The reality is, our husbands notice when we gain weight or wrinkles, stretch marks or cellulite—just like we notice their gray hairs and extra pounds. This is part of life and marriage; we grow and age and our bodies change, together. But sometimes it feels like women are expected to look as young as possible for as long as possible.
This strikes a haunting question in the hearts of some women: what if our husbands no longer find us attractive as we age?
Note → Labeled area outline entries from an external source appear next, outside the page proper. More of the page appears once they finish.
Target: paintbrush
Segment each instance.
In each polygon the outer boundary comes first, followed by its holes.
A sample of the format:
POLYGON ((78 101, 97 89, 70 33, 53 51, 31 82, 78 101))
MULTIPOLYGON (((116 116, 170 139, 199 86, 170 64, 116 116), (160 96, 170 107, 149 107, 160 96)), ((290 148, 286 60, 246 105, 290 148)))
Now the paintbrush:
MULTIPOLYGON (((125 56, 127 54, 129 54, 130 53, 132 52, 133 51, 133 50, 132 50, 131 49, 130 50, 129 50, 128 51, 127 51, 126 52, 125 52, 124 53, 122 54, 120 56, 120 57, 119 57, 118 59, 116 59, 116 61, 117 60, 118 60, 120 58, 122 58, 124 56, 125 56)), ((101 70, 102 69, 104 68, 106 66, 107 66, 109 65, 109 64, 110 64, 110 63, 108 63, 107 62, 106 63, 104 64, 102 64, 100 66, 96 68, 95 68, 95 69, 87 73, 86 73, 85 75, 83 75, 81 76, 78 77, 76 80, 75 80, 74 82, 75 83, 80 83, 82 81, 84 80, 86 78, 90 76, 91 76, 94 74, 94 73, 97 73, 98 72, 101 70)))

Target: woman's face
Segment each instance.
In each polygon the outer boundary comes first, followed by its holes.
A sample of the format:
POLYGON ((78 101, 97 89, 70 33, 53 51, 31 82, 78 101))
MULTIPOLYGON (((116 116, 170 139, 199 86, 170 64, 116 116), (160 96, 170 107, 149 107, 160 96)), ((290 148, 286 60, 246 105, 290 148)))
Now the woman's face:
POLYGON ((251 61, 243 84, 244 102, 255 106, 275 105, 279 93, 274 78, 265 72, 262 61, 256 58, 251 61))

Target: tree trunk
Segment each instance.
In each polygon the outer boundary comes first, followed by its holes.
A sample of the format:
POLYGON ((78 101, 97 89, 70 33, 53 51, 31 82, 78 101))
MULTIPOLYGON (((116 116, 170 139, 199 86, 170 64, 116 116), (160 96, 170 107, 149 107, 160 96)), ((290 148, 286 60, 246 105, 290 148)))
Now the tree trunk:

Botox, Fillers, and Shapewear, Oh My
As our bodies morph into an image our youthful-selve’s may deem unrecognizable, we may wonder if beauty is merely part of our past. Maybe our husbands wish they could trade in our current shape to hold our twenty-five-year-old frame with its thinner waistline. This fear isn’t unwarranted. Many husbands watch porn while their wife sleeps in the next room. Some older men neglect the wife of their youth, seeking out younger women. We know that even some Christ-proclaiming men lack self-control, integrity, and faithfulness and cheat on their wife. Not all men, but some.
What is a woman to do? We hop on Facebook and see Taylor Swift dancing sensually before swiping to the next video. Walking the mall is nearly impossible without massive portraits of Victoria Secret models hovering like a hawk over its prey. Then there’s the influencer in her 20s sharing before and after pictures of her botox journey and the ads for fillers in our email.
Though white-haired models are seen on Target.com, there’s still a whole industry dedicated to anti-aging. The culture is shouting at us that our worth is found in how beautiful—how desirable we are. We might conclude that if our desirability fades with age, we better do all we can to appear young.